Tödliche Ferienspiele

Foto Quelle: Bundespolizei
Foto Quelle: Bundespolizei

Dortmund –  Nach zwei gefährlichen Eingriffen in den Bahnverkehr konnten Einsatzkräfte der i gestern (07. Juli) drei Jugendliche ermitteln. Diese könnten für die beiden Eingriffe am Vortag
verantwortlich sein.     Bereits am Montag (06. Juli)  stellte die Bundespolizei zwei gefährliche Eingriffe in den Bahnverkehr fest. Diese ereigneten sich im Bereich der Bahnanlagen am Bahnhof Scharnhorst. Dort hatten Unbekannte gegen 14:40 Uhr Schottersteine auf die Schienenköpfe gelegt, die von einem Zug überfahren wurden. Gegen 19:30 Uhr wurden erneut Schottersteine, Ziegelsteine und Äste durch einen Zug überrollt. Personen wurden in beiden Fällen nicht angetroffen. Die Bundespolizei leitete zwei Ermittlungsverfahren wegen gefährlichen
Eingriffs in den Bahnverkehr ein. Gestern stellten die Bundespolizisten dann drei Jugendliche fest,
die unterhalb des Brückenbauwerks der B236 spielten. Auf Vorhalt erklärte einer der Jungen, zusammen mit einem weiteren 11-Jährigen, für die beiden Eingriffe verantwortlich zu sein. Die aus Dortmund stammenden Jungen wurden in Gewahrsam genommen und aus den
Gleisanlagen geführt. Anschließend wurden sie über die tödlichen
Gefahren des Bahnverkehrs aufgeklärt. Auch die Erziehungsberechtigten
wurden über das lebensgefährliche Treiben ihrer Schützlinge
informiert.
In diesem Zusammenhang weist die Bundespolizei auf das
lebensgefährliche „Ferienspiel“ in den Gleisen hin. Bahnanlagen sind
keine Spielplätze!
Immer wieder stellt die Bundespolizei fest, dass Bahnanlagen
beliebte Aufenthaltsorte für Kinder darstellen. Besonders beliebt
sind:
– „Mutproben“ im Gleisbereich vor heranfahrenden Zügen
– Auflegen von Steinen und anderen Gegenständen
– Steinwürfe auf Züge und Signaleinrichtungen
– Klettern auf Masten und abgestellte Wagons
Erläutern Sie daher Ihrem Kind die Gefahren auf dem Gebiet der
Bahnanlagen und….
– Achten Sie darauf, wie und wo ihr Kind seine Freizeit verbringt!
– Erklären Sie ihm, welche Folgen das Spielen auf dem Bahngebiet
haben kann
– Erziehen Sie es zu mehr Gefahren- und Unrechtsbewusstsein!
– Halten sie es dazu an, Hilfe zu holen, wenn Andere in Gefahr
sind!
Nachfolgende Hinweise sollen Ihnen als Eltern und
Erziehungsberechtigte helfen, Ihren Kindern die Gefahren, die vom
Eisenbahnbetrieb ausgehen, bewusst zu machen.

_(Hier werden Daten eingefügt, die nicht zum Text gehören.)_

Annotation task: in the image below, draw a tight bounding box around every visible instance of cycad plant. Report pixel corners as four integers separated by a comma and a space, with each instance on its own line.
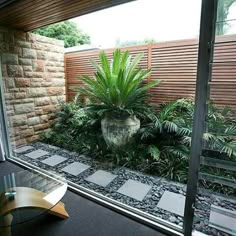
74, 49, 160, 115
73, 49, 160, 148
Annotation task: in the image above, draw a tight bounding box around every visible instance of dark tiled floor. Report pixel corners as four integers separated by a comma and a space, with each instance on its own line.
0, 162, 167, 236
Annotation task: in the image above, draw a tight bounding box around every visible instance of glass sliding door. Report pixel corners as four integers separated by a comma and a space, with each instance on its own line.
1, 0, 224, 236
188, 0, 236, 235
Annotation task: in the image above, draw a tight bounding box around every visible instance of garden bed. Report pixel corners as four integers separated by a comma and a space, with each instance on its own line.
16, 142, 236, 235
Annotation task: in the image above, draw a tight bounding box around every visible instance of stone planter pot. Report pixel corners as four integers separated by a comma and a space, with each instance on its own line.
101, 115, 140, 147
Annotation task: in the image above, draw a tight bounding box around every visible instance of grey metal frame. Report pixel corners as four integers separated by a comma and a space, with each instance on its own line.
184, 0, 218, 236
0, 55, 12, 161
0, 0, 218, 236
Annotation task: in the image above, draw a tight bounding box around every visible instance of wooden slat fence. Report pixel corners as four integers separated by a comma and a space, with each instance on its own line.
65, 35, 236, 110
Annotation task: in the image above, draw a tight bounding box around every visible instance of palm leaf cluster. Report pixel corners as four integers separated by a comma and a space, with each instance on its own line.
73, 49, 160, 115
135, 98, 236, 181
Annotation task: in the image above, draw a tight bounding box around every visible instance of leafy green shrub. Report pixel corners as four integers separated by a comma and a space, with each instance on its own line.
43, 98, 236, 192
73, 49, 160, 116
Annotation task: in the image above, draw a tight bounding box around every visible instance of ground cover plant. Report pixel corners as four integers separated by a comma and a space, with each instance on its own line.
42, 97, 236, 194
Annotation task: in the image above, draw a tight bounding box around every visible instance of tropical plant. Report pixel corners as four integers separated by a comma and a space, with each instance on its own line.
140, 98, 236, 162
73, 49, 160, 116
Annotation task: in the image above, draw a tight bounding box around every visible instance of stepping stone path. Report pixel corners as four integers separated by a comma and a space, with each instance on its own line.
157, 191, 185, 216
62, 162, 90, 176
85, 170, 117, 187
117, 179, 152, 201
14, 146, 34, 153
209, 205, 236, 235
17, 143, 236, 236
41, 155, 67, 166
25, 149, 49, 159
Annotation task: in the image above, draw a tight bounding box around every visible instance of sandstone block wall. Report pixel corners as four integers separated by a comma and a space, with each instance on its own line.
0, 27, 65, 146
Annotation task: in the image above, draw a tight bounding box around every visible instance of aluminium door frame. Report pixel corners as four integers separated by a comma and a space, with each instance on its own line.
184, 0, 218, 236
0, 0, 218, 236
0, 54, 12, 161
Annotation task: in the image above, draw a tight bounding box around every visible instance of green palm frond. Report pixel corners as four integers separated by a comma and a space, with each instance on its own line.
72, 49, 160, 117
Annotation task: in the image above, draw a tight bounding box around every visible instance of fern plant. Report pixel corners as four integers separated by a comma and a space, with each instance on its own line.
73, 49, 160, 116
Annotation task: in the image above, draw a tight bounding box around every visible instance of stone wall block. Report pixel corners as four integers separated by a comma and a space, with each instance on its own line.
35, 97, 50, 106
42, 105, 57, 114
3, 78, 15, 89
10, 115, 27, 126
2, 64, 8, 77
23, 48, 37, 59
15, 103, 34, 114
19, 58, 32, 66
27, 117, 40, 126
33, 60, 45, 72
0, 30, 65, 145
14, 31, 26, 41
7, 65, 23, 77
2, 53, 18, 65
51, 73, 65, 79
16, 40, 31, 48
26, 33, 36, 43
15, 78, 30, 88
37, 51, 47, 60
47, 66, 58, 72
27, 88, 47, 97
41, 82, 52, 87
15, 92, 26, 99
34, 123, 49, 131
4, 93, 15, 101
24, 71, 44, 78
30, 82, 41, 88
52, 79, 66, 87
47, 87, 64, 96
23, 66, 33, 72
40, 115, 48, 123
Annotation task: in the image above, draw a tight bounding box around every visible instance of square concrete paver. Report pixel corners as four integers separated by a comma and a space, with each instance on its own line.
209, 205, 236, 235
157, 191, 185, 216
62, 162, 90, 176
117, 179, 152, 201
25, 149, 49, 159
41, 155, 67, 166
85, 170, 117, 187
14, 146, 34, 153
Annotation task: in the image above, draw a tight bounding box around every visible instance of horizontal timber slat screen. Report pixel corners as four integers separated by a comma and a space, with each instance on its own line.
65, 35, 236, 110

– Züge nähern sich fast lautlos und können je nach Windrichtung
erst sehr spät wahrgenommen werden!
– Beim Klettern auf Masten, Schutzeinrichtungen, Brücken und
abgestellten Schienenfahrzeuge entsteht eine lebensgefährliche
Nähe zum Oberleitungsnetz der Eisenbahn; dieses steht unter
einer Spannung von 15.000 Volt! -Nicht nur das Berühren der
Oberleitung mit dem Körper oder mit Gegenständen aller Art,
sondern schon die bloße Annäherung ist lebensgefährlich.